Embedding Layer: A layer in a neural network that represents tokens as vectors in a high-dimensional space, encoding the meaning and context of individual tokens.
Positional Encoding: Information added to token vectors to maintain the relevance of word order in the input sequence.
Self-Attention Layer: A component of the transformer architecture that analyzes the relationships between tokens in the input sequence, with multiple sets of self-attention weights in parallel.
Multi-Headed Self-Attention: A feature of the transformer architecture where multiple self-attention heads independently learn different language aspects.
Feed Forward Network: A layer in the neural network that produces logits, representing the probability scores for all tokens in the tokenizer dictionary.
Softmax Layer: A layer that calculates probabilities for each word in the vocabulary, used to select the final output token in generative AI models.

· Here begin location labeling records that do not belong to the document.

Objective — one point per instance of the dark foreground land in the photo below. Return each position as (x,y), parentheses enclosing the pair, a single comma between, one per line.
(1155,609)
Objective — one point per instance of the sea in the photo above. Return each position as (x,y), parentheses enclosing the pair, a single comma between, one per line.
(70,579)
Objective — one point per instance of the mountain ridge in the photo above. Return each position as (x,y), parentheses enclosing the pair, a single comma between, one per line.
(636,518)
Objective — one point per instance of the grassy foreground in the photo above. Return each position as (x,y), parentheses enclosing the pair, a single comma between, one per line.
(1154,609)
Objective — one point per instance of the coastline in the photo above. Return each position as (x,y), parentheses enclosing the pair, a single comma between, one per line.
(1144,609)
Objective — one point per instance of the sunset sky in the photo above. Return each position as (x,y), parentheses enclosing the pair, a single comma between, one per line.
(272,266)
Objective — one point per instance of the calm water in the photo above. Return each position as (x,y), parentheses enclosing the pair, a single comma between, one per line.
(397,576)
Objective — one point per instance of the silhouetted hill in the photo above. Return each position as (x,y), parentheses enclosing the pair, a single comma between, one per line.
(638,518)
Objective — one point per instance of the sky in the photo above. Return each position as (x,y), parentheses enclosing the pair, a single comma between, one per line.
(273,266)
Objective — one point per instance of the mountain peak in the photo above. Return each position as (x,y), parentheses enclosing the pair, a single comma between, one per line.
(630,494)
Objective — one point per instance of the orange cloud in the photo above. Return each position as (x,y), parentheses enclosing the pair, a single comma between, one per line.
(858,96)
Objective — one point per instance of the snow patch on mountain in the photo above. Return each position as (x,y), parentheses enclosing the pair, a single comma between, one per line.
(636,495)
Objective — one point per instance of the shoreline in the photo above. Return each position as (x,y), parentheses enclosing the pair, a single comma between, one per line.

Encoder and Decoder Model: Components of a transformer-based architecture used in tasks like machine translation, where the encoder understands the input, and the decoder generates the output.
End-of-Sequence Token: A token used to indicate the completion of a sequence or translation.
Detokenize: The process of transforming a sequence of tokens back into human-readable words or content.
Homonyms: Same spelling words with different meanings. Eg: Bank
Syntactic ambiguity: “The teacher taught the students with the book.” Did the teacher teach using the book or did the student have the book, or was it both? How can an algorithm make sense of human language if sometimes we can’t?

This blog curates my takeaways as a product manager from the courses LLMs by Google & Introduction to LLMs and the generative AI by Coursera.